2014 GSA Annual Meeting in Vancouver, British Columbia (19–22 October 2014)

Paper No. 194-10
Presentation Time: 10:40 AM

HEAT TRANSPORT IN LOW-TEMPERATURE GEOTHERMAL ENERGY DEVELOPMENTS


FERGUSON, Grant, Department of Civil, Geological and Environmental Engineering, University of Saskatchewan, Saskatoon, SK S7N 5A9, Canada

The use of temperatures to track groundwater flow has grown in popularity in many applications over the past decade. Despite our growing knowledge on this subject, there has been a reluctance to consider advection in the design of low-temperature geothermal developments. Few of these developments have installed monitoring wells or conducted post-audits to assess whether groundwater flow has impacted system operation. Efforts to determine the effect of groundwater flow on these systems has come from modelling, field experiments and natural analogs.

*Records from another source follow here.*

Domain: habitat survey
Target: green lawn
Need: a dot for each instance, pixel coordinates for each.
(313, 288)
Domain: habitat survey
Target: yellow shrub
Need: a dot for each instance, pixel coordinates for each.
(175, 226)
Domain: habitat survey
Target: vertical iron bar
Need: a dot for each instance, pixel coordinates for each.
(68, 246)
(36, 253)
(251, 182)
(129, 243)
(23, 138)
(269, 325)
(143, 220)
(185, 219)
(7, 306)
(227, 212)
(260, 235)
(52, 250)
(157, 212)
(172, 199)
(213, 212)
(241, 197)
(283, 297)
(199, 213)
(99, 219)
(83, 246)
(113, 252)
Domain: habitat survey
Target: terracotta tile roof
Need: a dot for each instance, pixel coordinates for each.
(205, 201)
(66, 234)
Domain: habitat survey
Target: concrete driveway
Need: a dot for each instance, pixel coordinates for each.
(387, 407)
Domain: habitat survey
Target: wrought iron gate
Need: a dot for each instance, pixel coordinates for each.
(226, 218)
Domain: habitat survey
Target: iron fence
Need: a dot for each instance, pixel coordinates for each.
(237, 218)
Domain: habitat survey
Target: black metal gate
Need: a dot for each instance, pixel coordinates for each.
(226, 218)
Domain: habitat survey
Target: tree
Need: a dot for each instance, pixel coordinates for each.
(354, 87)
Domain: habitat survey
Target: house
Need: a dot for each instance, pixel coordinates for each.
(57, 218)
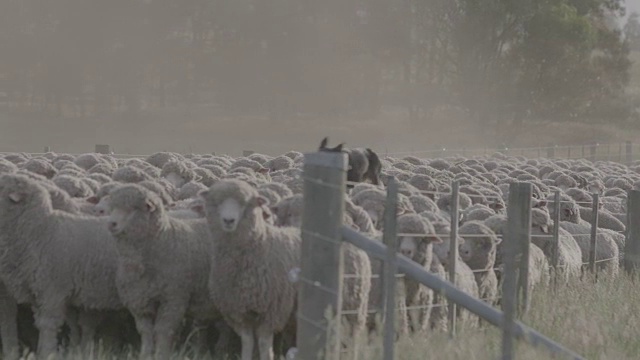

Based on these efforts, it appears that groundwater flow is an important consideration where groundwater flow excess 10-8 m/s. This is consistent with other efforts to use heat flow as a groundwater tracer. In such instances, ignoring advection an result in over design of systems. Where the intent of a system is to store heat, groundwater flow could make this infeasible. Use of simple screening methods should allow for delineation of areas where groundwater will effect low-temperature geothermal systems.